Residential Real Estate Trends and Outlooks
Lacey Conway of Latter & Blum, Larry Schedler, and Terri North of Providence Community Housing reviewed the Residential Real Estate Market, which has shown consistent positive growth that is expected to continue.
- Market drivers include low interest rates, low inventory and increasing prices in addition to increasing flood insurance rates, decreasing affordability and an increasing demand for labor as New Orleans tries to diversify its industries.
- More homes were sold in 2018 than 2017, and agents believe we are in a transition period between a market peak and a correction.
- A continuing healthy market is expected with low inventory, steady demand and increasing prices.

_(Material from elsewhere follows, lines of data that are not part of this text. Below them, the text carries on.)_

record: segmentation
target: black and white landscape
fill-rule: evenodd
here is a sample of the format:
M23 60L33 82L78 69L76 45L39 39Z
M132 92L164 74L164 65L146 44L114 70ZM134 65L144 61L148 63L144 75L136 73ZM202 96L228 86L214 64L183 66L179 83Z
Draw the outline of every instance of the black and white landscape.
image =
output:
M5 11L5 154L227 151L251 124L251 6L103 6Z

- The multifamily market remains favorable for developers due to limited land and high insurance costs creating a barrier to entry and preventing supply from exceeding demand.
- The East Bank of Jefferson Parish remains dominate in the multifamily realm, but St. Tammany is the future for this space due to higher incomes and more land to develop.

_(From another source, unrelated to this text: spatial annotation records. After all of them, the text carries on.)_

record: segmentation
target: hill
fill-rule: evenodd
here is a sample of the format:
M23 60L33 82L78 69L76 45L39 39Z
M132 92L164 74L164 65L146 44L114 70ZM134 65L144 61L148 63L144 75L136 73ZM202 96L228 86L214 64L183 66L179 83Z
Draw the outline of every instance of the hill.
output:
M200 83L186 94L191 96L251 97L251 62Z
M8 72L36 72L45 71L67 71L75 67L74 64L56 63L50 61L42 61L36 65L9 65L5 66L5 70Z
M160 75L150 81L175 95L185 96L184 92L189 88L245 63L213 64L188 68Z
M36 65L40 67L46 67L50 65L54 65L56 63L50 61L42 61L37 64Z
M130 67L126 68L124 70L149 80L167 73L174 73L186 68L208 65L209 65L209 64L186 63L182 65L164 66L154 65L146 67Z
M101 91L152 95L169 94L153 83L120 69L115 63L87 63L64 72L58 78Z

- Affordable housing (defined as an individual or family paying 30% or less of their income for housing expenses) is decreasing statewide and significantly more so within New Orleans.
- Reasons for the lack of affordable housing: Incomes have not kept up with cost of living, partially due to increasing costs of insurance and taxes, and luxury developments and short-term rentals are considered more profitable than long-term affordable housing.
- Proposed solutions include (1) preserving the existing housing stock, (2) developing new affordable housing on scattered vacant lots throughout the city, (3) implementing policies which incentivize development of mixed income properties, such as providing density bonuses, and (4) promoting home ownership through soft second mortgage programs.